It is very important to me to turn knowledge and insights into contributions for a better world. I would like to encourage viewers to question their perceptions in order to get an appetite for something new: new perspectives as a starting point for change.

/03 My vision

I am fascinated by the fact that we humans have the ability to connect with each other, to create images in our minds that trigger something new, sad or beautiful on both sides. Each person is a world of experience in their own right, so that encounters become journeys of discovery. And I am deeply convinced that you can look at people's experiences from the outside:
My photography is about bringing this out, making it visible and thus making it effective

/04 Behind the scenes

I photograph in analog technique, "optomechanically": in the analog camera (Olympus OM4 or Canon EOS3) a silver gelatin film is exposed and then developed in absolute darkness.
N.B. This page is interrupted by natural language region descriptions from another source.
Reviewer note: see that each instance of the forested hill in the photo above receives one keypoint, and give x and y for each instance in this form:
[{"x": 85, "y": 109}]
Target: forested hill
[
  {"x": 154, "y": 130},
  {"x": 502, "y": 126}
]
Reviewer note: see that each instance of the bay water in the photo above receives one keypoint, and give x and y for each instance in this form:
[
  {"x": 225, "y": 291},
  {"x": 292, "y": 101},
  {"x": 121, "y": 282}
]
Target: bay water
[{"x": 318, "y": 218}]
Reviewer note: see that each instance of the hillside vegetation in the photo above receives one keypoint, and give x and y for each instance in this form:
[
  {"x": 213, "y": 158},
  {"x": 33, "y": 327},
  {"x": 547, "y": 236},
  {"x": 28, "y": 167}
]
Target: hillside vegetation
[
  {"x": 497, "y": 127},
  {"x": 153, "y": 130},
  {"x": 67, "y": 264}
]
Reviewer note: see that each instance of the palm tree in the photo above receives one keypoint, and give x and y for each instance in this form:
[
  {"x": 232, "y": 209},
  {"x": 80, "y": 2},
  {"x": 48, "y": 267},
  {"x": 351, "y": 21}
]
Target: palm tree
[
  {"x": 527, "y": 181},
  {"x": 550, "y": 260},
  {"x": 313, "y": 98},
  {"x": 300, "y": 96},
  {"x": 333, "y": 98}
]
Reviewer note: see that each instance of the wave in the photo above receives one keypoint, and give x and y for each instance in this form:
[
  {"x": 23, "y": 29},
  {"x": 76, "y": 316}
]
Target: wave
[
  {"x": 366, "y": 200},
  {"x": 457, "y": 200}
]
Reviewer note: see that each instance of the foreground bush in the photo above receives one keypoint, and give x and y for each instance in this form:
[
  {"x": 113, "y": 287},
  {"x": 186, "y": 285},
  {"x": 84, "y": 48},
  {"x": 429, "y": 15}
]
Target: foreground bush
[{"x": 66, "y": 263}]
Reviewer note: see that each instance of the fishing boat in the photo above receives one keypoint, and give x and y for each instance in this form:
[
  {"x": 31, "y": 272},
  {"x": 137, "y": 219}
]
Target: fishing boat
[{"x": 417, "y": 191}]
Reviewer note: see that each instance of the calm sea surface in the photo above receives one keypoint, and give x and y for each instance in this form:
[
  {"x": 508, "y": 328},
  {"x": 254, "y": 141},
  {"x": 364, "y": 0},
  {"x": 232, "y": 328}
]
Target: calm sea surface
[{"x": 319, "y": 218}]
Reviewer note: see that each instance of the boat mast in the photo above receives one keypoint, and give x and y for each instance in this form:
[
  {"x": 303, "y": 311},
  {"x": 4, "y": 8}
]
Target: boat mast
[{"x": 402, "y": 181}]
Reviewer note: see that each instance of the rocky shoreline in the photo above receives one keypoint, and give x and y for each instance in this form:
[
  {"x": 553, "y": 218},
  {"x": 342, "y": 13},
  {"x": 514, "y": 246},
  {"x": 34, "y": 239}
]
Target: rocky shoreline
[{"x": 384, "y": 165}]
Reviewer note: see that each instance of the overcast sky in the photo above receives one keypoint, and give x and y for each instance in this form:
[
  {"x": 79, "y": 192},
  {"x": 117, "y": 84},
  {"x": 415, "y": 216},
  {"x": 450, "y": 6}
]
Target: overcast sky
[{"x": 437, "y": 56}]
The resulting image negative is then projected onto a silver halide baryta photo paper in the darkroom under red light with settings adapted to the conditions (the photo paper is not sensitive to red light), this paper is then also developed wet-chemically in the dark/under red light (now to the "positive"), watered, wet-glued and thus dried flat.
This time-honored process (since 1866) stands for maximum authenticity: what is in view at the moment the picture is taken is reproduced, there is no cut/copy/paste. Each image is unique due to this handcrafted process, a maximum of 25 prints are made from each negative, which are numbered and signed by hand.